There is a bit of holiday cheer going into 2010, as the Senate delayed the implementation of a healthcare reform tax on medical device makers to 2013. This amendment also provides an exemption to the small startups and companies with yearly revenues of less than $100 million. But those with revenues above that mark will see their tax burdens increase. This is perhaps a boost to the early-stage startups that are looking to raise funds to commercialize their products. The climate is difficult enough to find investors willing to fund an early-stage, pre-commercialization company.
The Food & Drug Administration has begun to implement its stepped-up 510(k) oversight, even though its report card shows an increase in its review time, despite an increase in staff and budgets. A client of mine is taking extra steps to get all the testing done to have as much data as possible available for its FDA 510(k) filing. Although this is a prudent move, the company will experience a quarter-long delay in filing, costing it more time and money. Investors need to understand the increased regulatory pressures faced in this climate and adjust their expectations for market launch — and thus revenues — in the coming months and years.
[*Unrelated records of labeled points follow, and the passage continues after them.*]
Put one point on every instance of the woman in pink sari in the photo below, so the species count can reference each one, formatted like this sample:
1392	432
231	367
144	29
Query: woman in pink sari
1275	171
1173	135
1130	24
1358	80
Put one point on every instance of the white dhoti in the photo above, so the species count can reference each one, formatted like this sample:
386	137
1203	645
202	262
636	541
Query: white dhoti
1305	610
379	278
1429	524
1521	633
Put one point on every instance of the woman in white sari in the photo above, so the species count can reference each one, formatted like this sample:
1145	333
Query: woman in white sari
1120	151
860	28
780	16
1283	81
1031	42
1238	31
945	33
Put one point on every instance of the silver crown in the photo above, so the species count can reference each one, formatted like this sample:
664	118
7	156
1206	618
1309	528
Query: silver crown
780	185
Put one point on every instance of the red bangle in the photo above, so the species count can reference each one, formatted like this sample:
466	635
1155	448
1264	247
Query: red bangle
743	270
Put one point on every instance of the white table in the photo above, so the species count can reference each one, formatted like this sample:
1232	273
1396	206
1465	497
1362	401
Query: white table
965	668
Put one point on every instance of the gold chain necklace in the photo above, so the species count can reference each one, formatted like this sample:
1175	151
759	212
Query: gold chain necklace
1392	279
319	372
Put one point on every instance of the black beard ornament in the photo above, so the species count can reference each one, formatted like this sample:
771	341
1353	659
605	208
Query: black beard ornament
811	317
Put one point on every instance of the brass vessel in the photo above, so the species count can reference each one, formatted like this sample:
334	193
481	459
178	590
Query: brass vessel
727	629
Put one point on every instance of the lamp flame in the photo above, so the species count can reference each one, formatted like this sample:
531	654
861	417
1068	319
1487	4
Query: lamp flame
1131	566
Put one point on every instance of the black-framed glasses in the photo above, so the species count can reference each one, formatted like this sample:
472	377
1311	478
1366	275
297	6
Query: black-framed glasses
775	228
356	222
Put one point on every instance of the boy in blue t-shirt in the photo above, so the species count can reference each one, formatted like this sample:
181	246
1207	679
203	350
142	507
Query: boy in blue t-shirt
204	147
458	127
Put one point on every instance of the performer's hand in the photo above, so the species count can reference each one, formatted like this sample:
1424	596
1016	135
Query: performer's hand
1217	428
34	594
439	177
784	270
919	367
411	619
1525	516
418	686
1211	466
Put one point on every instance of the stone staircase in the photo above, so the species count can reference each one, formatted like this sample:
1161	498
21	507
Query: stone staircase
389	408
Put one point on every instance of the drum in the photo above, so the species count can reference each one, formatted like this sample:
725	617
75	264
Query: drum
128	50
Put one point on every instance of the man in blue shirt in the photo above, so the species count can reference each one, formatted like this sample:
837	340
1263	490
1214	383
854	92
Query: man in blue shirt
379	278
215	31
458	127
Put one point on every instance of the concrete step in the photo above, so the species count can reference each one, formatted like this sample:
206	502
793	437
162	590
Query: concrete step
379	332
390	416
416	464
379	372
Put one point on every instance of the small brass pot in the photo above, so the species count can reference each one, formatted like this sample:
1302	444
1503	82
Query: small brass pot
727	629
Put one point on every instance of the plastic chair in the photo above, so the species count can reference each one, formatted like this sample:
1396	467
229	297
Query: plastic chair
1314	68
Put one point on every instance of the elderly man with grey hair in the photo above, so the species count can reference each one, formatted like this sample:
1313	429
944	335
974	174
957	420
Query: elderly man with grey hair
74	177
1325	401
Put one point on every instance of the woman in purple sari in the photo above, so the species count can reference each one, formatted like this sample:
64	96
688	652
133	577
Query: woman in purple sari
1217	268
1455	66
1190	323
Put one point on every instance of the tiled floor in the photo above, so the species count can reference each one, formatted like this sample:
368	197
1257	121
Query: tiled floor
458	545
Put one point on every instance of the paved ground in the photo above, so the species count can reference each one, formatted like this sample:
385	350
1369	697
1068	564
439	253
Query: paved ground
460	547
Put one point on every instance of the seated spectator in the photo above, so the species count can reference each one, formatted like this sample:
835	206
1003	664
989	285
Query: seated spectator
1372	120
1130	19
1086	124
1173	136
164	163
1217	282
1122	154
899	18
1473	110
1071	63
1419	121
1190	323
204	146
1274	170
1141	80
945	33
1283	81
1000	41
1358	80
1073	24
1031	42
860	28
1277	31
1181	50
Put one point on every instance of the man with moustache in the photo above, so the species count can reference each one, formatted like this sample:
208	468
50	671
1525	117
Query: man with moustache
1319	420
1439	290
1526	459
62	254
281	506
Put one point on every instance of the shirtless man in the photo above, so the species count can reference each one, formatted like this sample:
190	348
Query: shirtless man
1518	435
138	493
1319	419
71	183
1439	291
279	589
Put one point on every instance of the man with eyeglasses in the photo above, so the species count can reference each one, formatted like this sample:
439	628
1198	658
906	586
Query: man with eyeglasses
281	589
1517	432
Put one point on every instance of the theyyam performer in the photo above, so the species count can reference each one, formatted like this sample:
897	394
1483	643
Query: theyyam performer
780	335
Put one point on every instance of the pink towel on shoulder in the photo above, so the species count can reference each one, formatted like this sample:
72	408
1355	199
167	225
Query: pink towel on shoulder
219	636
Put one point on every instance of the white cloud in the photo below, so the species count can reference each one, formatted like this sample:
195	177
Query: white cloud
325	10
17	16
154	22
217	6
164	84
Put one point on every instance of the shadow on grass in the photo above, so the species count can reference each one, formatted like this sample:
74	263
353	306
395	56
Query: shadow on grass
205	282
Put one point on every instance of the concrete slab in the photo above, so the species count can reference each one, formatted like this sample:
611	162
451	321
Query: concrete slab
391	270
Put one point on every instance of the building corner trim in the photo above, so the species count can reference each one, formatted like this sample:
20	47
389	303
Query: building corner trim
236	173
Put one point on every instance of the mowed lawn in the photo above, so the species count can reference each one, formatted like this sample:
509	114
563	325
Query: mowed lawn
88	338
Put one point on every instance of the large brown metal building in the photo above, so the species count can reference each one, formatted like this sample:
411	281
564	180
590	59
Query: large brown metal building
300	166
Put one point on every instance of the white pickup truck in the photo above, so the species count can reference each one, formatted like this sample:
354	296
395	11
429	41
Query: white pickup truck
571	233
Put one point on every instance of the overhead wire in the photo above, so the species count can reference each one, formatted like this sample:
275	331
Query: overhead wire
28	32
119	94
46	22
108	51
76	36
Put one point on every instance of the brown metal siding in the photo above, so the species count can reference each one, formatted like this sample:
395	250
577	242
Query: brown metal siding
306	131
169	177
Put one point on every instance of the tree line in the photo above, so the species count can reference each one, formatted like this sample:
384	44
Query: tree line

More worrisome are the long-term implications for this market that depend upon the results of healthcare reform. Technological advances may not find the same level of acceptance through working with surgeons who are enthusiastic about the newest gadget. Depending upon the final shape of the reforms, a public option will dampen the introduction of new technologies, or at least delay their appearance in everyday use. Although the use of evidence-based medicine is a good approach, its usefulness in controlling expensive-but-not-effective devices will only be as good as the data gathered or the reviewers examining it. Objective measures must be used to evaluate new medical technologies, so that we can level the playing field and improve access to all those newly insured people, rather than limiting it.
Healthcare reform will not reduce costs until and unless they require the insured to take some personal responsibility for their health. For example, gastric banding is a fine procedure that has helped many individuals manage their obesity, but this type of surgery must be accompanied by counseling and nutrition education to support the person’s new food and lifestyle choices. Medical devices and diagnostic products will not exclusively solve our obesity epidemic. In fact, the economics of the use and success of the procedure in a prospective trial should be evaluated. Such studies will support future medical technology programs and product developments.
The medical device community must take its destiny into its own hands and not leave it to reforms from Congress or the FDA. That’s a recipe for disaster and would expose the industry to a passive demise.
Wishing for a happy 2010? Then let’s be vocal out there. Patients’ lives depend upon this industry.